After approving the customer’s net terms, which could be 30, 60, or 90 days, Resolve will advance the cash and follow up the payments. In short, this is what you should expect from Resolve:
- A cash advance of up to 90% of the invoice’s value.
- Explicitly stated factoring fees (primarily the interest of the total amount) and no hidden costs.
- After the customer pays, Resolve will send you the balance after total deductions.
Why you should factor your construction invoices
If your construction company has outstanding invoices that affect its cash flow, it is high time you consider construction invoice factoring. The benefits of applying for construction invoice factoring include:
a) Predictable revenue
Rather than waiting for payments, invoice factors pay invoices instantaneously.
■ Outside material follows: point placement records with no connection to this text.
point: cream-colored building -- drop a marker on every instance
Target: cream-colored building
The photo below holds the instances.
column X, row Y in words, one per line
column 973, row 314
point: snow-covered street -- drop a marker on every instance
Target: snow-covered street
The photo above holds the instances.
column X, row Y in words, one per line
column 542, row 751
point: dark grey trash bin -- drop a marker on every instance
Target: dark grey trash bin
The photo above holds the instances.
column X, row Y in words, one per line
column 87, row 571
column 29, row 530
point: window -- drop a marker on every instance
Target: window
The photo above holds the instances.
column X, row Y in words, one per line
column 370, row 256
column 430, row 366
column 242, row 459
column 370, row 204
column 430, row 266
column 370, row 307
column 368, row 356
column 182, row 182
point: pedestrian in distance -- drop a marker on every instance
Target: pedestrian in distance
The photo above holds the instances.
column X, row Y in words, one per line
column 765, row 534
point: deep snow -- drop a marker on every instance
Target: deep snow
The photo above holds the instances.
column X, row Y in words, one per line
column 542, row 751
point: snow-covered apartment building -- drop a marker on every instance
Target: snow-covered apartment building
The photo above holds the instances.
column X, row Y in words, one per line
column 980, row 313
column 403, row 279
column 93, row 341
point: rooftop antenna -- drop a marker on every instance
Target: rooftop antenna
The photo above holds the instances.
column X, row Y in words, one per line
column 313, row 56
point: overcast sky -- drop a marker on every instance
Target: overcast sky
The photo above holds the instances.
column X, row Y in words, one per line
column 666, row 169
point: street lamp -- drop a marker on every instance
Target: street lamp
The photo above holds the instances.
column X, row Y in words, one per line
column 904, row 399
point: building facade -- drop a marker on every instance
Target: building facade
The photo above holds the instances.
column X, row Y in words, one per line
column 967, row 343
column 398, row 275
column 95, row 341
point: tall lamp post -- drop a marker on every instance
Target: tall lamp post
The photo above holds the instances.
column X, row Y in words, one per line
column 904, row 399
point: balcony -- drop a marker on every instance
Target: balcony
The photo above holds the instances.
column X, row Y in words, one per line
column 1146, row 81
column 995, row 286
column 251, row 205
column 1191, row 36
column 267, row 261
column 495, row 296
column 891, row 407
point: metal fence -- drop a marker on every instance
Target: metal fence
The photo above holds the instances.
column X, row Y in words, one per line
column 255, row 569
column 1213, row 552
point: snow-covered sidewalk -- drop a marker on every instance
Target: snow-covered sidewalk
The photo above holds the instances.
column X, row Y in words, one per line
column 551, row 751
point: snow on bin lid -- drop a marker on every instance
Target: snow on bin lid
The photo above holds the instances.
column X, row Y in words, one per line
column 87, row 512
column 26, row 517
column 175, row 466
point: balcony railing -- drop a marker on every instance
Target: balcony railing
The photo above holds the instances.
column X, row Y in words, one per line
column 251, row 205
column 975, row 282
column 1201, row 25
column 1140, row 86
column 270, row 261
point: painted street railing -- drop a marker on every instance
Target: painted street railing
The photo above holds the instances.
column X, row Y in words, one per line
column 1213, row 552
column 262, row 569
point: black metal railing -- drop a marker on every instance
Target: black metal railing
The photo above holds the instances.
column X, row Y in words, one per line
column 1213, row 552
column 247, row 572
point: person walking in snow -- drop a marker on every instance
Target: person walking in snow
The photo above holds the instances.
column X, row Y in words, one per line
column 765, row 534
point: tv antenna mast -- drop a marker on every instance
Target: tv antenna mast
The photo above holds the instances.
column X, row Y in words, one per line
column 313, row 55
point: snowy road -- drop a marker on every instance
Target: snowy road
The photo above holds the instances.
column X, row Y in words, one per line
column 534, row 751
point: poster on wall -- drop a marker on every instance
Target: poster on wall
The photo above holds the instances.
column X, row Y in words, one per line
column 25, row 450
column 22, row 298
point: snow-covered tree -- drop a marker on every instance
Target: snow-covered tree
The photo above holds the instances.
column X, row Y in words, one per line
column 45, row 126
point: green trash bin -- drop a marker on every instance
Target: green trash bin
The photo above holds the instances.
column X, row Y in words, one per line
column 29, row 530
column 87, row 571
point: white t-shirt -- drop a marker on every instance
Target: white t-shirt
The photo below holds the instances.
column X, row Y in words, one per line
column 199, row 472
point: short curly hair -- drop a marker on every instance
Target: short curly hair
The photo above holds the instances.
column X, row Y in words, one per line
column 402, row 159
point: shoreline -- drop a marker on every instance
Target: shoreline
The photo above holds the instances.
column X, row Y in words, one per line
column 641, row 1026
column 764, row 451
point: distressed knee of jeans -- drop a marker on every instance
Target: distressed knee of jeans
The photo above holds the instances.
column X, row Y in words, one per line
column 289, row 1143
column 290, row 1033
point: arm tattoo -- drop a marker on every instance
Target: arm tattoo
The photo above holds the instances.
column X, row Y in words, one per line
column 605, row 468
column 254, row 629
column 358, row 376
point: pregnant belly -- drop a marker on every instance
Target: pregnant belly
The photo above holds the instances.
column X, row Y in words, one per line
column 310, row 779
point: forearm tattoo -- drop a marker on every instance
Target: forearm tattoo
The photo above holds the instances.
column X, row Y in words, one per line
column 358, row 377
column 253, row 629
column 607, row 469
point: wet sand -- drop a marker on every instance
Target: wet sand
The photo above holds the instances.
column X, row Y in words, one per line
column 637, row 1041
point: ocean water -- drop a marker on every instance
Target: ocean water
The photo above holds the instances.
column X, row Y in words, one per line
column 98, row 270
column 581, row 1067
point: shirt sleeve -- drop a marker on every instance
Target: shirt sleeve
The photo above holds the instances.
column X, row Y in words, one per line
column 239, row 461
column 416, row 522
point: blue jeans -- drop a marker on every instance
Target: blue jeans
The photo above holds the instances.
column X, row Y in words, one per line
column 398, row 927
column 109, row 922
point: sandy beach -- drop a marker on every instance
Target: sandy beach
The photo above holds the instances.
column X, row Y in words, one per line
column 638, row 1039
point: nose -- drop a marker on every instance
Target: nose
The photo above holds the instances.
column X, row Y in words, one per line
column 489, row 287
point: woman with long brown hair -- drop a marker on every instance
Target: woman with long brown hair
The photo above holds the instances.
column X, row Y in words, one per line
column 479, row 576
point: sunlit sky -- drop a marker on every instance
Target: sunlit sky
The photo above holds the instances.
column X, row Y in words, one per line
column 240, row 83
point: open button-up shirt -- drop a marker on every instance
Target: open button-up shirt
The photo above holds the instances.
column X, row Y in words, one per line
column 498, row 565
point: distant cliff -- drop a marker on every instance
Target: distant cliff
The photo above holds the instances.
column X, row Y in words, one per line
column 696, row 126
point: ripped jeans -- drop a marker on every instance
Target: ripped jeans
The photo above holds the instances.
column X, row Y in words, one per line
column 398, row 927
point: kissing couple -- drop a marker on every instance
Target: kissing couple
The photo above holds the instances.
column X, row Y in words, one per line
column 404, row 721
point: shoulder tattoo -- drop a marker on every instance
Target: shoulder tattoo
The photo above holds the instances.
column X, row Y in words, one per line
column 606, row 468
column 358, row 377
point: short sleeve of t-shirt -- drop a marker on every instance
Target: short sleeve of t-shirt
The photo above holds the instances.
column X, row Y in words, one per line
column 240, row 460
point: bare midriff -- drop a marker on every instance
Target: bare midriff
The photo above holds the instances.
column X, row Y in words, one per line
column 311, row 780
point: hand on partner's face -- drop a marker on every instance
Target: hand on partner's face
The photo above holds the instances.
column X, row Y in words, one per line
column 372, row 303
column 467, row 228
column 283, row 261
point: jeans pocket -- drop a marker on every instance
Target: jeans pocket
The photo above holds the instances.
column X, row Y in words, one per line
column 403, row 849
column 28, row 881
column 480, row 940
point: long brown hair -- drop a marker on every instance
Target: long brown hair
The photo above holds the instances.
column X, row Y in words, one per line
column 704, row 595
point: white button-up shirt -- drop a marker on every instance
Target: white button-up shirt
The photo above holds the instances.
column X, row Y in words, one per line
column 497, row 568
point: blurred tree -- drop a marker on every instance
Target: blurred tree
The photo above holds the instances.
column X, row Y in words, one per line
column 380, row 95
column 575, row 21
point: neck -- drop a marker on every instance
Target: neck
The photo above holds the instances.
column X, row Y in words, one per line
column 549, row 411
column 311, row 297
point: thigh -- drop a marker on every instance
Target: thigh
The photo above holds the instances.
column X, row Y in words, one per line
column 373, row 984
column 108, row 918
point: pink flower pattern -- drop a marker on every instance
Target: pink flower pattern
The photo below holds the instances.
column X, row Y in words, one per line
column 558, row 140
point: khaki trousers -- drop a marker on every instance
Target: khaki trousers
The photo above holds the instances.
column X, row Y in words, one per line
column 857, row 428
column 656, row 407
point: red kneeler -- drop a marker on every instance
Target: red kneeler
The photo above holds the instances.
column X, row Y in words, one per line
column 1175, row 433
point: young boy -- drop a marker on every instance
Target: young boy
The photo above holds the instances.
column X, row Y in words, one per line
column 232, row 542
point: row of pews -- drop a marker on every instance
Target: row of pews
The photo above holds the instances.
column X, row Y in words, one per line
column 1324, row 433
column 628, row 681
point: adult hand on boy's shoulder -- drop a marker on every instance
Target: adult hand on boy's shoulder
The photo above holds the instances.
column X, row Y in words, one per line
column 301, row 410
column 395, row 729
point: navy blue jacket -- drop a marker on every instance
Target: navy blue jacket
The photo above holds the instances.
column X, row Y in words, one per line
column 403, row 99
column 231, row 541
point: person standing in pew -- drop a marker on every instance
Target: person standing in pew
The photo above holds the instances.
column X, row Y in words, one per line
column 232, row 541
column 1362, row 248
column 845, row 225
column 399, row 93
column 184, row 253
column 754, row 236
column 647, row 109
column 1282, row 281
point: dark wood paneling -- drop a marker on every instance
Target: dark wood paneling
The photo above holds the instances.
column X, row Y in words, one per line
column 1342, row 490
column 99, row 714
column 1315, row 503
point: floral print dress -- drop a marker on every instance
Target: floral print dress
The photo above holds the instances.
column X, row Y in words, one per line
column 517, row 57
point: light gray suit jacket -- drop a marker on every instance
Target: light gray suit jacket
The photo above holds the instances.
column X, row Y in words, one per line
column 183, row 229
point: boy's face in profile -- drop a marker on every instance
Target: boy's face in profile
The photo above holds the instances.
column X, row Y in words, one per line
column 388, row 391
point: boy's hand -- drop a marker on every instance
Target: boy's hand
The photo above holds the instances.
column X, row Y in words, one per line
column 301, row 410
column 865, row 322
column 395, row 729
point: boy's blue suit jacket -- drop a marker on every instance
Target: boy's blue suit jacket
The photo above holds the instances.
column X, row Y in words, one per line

Instant payments improve your cash flow, making for smooth business operations.
b) Better alternative to bank loans
The factoring fees for construction invoices are often more affordable than the accumulated interest rates you’ll pay for bank loans. It is also easier to obtain invoice factoring on short-term notices and removes your company’s debt management burden.
c) Protects your business from bad debts
Accumulated invoices leave you with unpaid bills and uncovered operational costs, which may compel you to take desperate measures. Selling your company’s invoices protects you from bad debts.
d) Reduces the stress of following up delayed payments
You transfer the burden of chasing after delayed payments to the factoring company. In return, you will get more time to focus on your projects and other tasks to spur business growth.
e) Increases the chances of your business’ survival
Most small businesses are in a vicious cycle where customers pay more than a month later. The construction industry is particularly notorious for this, with payments as slow as 50-75 days.
That means you can’t get more stock while the poor revenue collection stagnates construction projects and the growth of your business. Remaining liquid is key to covering operational costs, key for your business’s survival.
f) Boosts your business growth rate
Invoice factoring companies provide funds to purchase or rent construction equipment, start new jobs, and hire more staff. That is vital for fueling business expansion as factoring gives ready funding to explore the new opportunities.
Final word – is construction invoice factoring worth it?
The construction industry is notorious for late payments, with average payments often 50-75 days after a job. If you are to survive in these murky waters, you need to find ways to get your payments faster.
The golden egg might be construction invoice factoring. It is a form of invoice financing where invoice factoring companies will advance the invoice amount on the spot, even though the client will pay later.
That ensures you always have liquid cash to stock up and settle operational costs. The best lenders will provide competitive factoring rates and charge reasonable factoring fees, so it’s a win-win.